最大256人の参加者をサポートする大規模なトーナメント形式の予測が可能
スポーツ、eスポーツ、政治、ニュース、文化など幅広い分野での予測市場を提供
ブロックチェーン技術を活用した透明性の高い運営
Hookt
Hooktは、モバイルユーザー向けに特化した予測市場アプリ
直感的なスワイプ操作によるベッティング
ソーシャル機能(友人のフォロー、ベット共有など)
少額課金ユーザーがターゲット。
短期的な市場に焦点を当てた運営
月間7万人のユーザーが利用しており、ローンチからわずか3ヶ月で130万回ものベッティングが行われている。
RISE
RISEは、次世代のEthereum Layer 2ソリューションで、従来の処理速度(TPS)に依存せず、1秒あたり10億ガス(Gigagas)を処理可能な高性能ブロックチェーンを目指しています。
Gigagasとは?
Gigagasは、1秒間に処理されるガス単位の数を表すもので、TPSに代わる新たな指標として利用されています。

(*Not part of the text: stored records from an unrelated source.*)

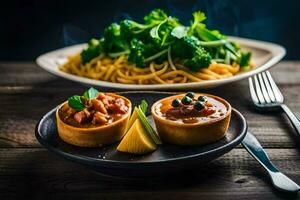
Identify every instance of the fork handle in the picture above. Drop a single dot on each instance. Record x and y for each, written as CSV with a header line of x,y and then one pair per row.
x,y
293,118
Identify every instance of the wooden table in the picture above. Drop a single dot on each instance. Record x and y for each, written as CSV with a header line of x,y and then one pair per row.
x,y
29,170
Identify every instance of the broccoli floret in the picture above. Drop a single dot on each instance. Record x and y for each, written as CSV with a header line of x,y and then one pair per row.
x,y
155,17
93,50
189,49
200,59
114,41
137,50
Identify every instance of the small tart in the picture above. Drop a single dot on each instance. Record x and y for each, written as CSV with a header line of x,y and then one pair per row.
x,y
195,130
94,136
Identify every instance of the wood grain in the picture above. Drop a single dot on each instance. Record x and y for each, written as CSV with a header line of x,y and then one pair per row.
x,y
29,171
235,174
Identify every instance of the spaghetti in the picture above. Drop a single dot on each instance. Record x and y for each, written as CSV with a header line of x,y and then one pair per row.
x,y
119,70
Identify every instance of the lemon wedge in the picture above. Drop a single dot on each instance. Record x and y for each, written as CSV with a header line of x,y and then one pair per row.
x,y
132,119
136,140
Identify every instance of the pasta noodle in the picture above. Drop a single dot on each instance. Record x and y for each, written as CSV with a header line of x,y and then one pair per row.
x,y
118,70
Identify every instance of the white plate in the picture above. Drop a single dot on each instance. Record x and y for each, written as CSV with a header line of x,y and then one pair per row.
x,y
265,55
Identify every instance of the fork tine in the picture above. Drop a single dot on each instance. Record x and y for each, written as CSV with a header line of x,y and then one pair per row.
x,y
277,93
258,90
252,91
263,89
268,86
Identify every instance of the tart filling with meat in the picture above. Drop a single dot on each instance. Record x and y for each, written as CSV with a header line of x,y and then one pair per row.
x,y
191,119
93,119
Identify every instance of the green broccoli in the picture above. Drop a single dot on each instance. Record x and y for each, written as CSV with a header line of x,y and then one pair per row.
x,y
189,49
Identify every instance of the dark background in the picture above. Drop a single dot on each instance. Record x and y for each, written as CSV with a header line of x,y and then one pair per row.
x,y
30,28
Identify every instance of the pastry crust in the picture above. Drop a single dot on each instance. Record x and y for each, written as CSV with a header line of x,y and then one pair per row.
x,y
96,136
199,133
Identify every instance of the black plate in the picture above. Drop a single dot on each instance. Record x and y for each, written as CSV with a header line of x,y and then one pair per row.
x,y
166,159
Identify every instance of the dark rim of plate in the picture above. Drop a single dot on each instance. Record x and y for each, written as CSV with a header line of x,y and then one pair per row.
x,y
82,158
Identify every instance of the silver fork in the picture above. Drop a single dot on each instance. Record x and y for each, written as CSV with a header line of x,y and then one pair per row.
x,y
266,96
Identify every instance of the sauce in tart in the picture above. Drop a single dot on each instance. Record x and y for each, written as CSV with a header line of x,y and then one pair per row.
x,y
187,113
103,110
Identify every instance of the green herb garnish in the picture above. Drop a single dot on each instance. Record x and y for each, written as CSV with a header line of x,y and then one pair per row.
x,y
76,103
195,46
81,102
91,93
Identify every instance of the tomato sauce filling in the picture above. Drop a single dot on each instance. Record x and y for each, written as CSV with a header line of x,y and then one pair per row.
x,y
187,114
103,110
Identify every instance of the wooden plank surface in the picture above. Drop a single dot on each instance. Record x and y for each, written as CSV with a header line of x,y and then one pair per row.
x,y
28,170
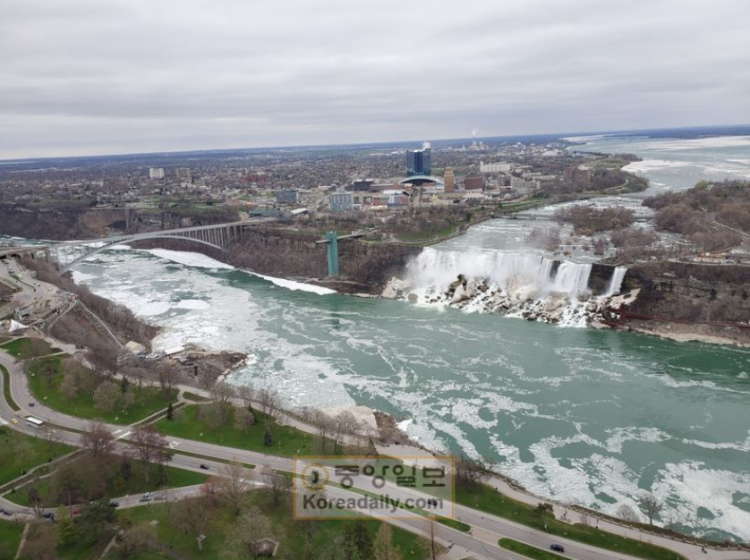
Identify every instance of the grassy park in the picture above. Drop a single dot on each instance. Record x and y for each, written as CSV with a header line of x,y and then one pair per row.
x,y
20,452
287,441
488,499
46,377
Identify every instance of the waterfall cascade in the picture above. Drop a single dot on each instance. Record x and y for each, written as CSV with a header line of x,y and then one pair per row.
x,y
508,271
527,285
615,283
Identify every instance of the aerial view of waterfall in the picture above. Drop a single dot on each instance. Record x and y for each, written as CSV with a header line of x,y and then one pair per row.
x,y
588,416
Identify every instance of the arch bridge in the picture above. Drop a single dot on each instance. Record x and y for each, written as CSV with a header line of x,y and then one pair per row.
x,y
69,253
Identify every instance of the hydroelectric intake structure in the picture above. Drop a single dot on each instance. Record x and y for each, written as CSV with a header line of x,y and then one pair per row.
x,y
527,285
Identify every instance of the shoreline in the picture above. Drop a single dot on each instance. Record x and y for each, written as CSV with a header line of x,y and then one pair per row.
x,y
509,481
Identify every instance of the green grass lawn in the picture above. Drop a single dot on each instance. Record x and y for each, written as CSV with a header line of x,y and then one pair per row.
x,y
19,453
6,389
286,531
286,441
10,538
148,400
176,478
20,347
487,499
527,550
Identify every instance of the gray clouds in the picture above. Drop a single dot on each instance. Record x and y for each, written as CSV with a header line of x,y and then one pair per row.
x,y
110,76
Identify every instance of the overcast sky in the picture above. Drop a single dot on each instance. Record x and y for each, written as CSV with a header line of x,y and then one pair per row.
x,y
84,77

トランザクションの種類によって計算にかかる負荷が異なるため、TPSは一律にブロックチェーンの性能を評価するのに適していません。例えば、1,000件のETH転送と1,000件のスワップや複雑なマルチシグ承認では、処理に必要なガス量が異なります。
Gigagasはこの違いを反映し、ブロックチェーンの実際の処理能力をより正確に評価できる指標です。
RISEはこれを駆使し既存のEthereum Layer 1の100倍の処理能力を有します。
現在のEVMブロックチェーンの帯域幅
Ethereumのレイヤー2は、1秒あたり60メガガス程度が標準となっています。例えば、Baseは60メガガスを処理することで、約400件のUniswapスワップや1,200件のERC20転送が1秒間に行われます。しかし、これが現状の最高性能であり、DeFiがCeFi(中央集権型金融)と同等のボリュームをオンチェーンに取り込むためには、この帯域幅を大幅に増やす必要があります。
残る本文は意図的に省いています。